We think that all is well after Tom and Jerry eventually leave and settle in for a normal day only to find Sunil Kumar, standing before us, the third day in a row. A supposedly horse-trainer and a long time student, so long that it’s hard for him to remember stuffs, even normal things like what course he’s just finished and the certificate he’s applying for.

“Ni hou ma”, I wish I’d spent some time somewhere learning Chinese. I really require it now as we have a lot of Chinese students studying with us. After a week and more than 200 students later, I still did not learn Chinese but I learnt how to speak S-l-o-w. I’d begin by ”My name is Z-e-e-n-a and I a-m c-a-l-l-i-n-g and the entire two three lines only to be interrupted by “Please, can you repeat again?” I am on the lookout for a tutor now.

Another time, another student- before I rattle off my name, number, purpose and whatever standard line I’m supposed to say, I ask the student, ‘Are you Cheong?’ He replies in the affirmative and when I am half way through to what I have to say he tells me that he is not Cheong. I am confused and he is too. Two hours later, he calls back and says that he IS Cheong and is a student with us. Hurray! It took him only two hours to remember his name and where he is studying.

Last week I went for my Tuesday class, and waited patiently for my trainer and the rest of the class.

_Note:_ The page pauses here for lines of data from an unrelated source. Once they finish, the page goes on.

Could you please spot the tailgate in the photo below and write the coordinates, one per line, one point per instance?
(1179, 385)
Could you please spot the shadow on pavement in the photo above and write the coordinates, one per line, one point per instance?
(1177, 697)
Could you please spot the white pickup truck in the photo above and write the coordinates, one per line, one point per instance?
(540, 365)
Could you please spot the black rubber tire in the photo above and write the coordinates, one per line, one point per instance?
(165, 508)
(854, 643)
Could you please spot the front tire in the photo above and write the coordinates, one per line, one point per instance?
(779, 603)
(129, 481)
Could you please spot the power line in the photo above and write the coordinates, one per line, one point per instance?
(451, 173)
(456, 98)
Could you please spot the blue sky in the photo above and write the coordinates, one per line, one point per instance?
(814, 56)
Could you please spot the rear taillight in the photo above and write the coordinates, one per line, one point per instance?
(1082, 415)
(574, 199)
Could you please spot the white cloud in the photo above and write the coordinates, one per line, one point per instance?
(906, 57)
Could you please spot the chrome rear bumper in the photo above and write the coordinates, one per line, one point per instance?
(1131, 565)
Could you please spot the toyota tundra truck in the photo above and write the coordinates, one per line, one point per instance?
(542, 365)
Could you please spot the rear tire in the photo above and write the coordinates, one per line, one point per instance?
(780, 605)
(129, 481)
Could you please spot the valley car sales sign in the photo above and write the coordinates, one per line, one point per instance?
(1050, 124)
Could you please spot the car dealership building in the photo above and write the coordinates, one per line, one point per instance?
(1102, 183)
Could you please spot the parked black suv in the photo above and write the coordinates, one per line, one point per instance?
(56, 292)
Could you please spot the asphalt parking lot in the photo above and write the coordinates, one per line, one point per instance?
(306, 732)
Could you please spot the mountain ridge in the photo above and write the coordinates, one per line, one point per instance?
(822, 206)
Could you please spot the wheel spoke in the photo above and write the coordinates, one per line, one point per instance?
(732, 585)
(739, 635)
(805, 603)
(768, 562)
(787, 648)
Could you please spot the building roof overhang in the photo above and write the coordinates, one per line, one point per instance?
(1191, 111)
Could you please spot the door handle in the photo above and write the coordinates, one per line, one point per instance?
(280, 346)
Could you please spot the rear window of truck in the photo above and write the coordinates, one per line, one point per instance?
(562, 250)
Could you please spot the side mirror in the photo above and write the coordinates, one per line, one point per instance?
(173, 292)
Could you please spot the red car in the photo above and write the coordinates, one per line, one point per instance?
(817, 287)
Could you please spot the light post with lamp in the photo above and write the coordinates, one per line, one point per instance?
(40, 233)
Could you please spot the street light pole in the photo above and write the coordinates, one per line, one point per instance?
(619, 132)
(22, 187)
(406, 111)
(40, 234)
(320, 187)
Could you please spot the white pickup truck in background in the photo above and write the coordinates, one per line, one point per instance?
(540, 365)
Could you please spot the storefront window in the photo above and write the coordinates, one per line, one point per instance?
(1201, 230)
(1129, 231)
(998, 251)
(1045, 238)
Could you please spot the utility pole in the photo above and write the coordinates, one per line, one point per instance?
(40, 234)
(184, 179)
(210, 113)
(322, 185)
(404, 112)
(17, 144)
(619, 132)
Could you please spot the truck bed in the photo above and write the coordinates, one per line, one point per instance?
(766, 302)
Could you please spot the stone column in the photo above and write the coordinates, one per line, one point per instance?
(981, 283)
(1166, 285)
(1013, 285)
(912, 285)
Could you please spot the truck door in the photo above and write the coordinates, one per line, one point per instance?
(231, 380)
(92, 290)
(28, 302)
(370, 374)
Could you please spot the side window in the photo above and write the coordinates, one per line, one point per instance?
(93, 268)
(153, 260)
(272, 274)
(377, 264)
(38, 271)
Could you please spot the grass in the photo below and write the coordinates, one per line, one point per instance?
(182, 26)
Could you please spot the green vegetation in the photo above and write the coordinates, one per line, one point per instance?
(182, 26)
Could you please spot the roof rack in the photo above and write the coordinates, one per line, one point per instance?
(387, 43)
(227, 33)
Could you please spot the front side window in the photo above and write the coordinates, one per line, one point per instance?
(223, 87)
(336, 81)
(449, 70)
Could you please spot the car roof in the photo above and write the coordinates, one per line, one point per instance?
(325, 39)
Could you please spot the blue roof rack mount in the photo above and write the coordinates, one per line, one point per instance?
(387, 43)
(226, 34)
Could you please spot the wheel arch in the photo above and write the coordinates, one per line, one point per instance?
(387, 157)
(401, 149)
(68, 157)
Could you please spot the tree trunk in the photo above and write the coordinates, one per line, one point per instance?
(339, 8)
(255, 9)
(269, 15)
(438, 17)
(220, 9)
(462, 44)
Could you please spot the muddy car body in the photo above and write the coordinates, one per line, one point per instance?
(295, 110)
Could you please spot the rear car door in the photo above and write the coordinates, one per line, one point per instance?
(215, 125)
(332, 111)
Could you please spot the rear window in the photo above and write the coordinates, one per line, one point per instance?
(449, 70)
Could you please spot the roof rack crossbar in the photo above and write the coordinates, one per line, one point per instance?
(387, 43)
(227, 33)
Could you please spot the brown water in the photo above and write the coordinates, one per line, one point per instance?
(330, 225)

Half an hour later after taking two free apples, a fistful of free chocolates (all FREE and left around for students along with many more goodies like tinned soup, tinned sauce etc) and now a bag which seemed a little heavier than what I had come with, I finally realised that I WAS the first and the last student. Lin, my classmate, what’s apped me too late that the classes had been cancelled (via mail which I hadn’t bothered to check).

Not wanting to miss out on this opportunity I decided to head to the library, a task I’d been putting off forever. I thought half an hour would be sufficient for this purpose once I figured out where the books were? An old lady with snow-white hair and a red hair band sweetly directed me to the nearest computer where I could search for the books. After staring at the computer and not knowing what to type, I went back to her. I’d never known that a library could be as complicated.

My image of librarians had been of someone wearing glasses, hair in a bun and a stern look but this lady changed my perspective. She not only showed me how to search for books and get their code, she also took me to the rooms where I could find them. And the library and the resources are HUGE. There must’ve been millions and millions of books on the topics I required and I picked as many as I could, as we could borrow up to 30 books at a time, no idea what I would do with them.

I finally took eight, that’s all I could carry. I still have them with me, in mint condition.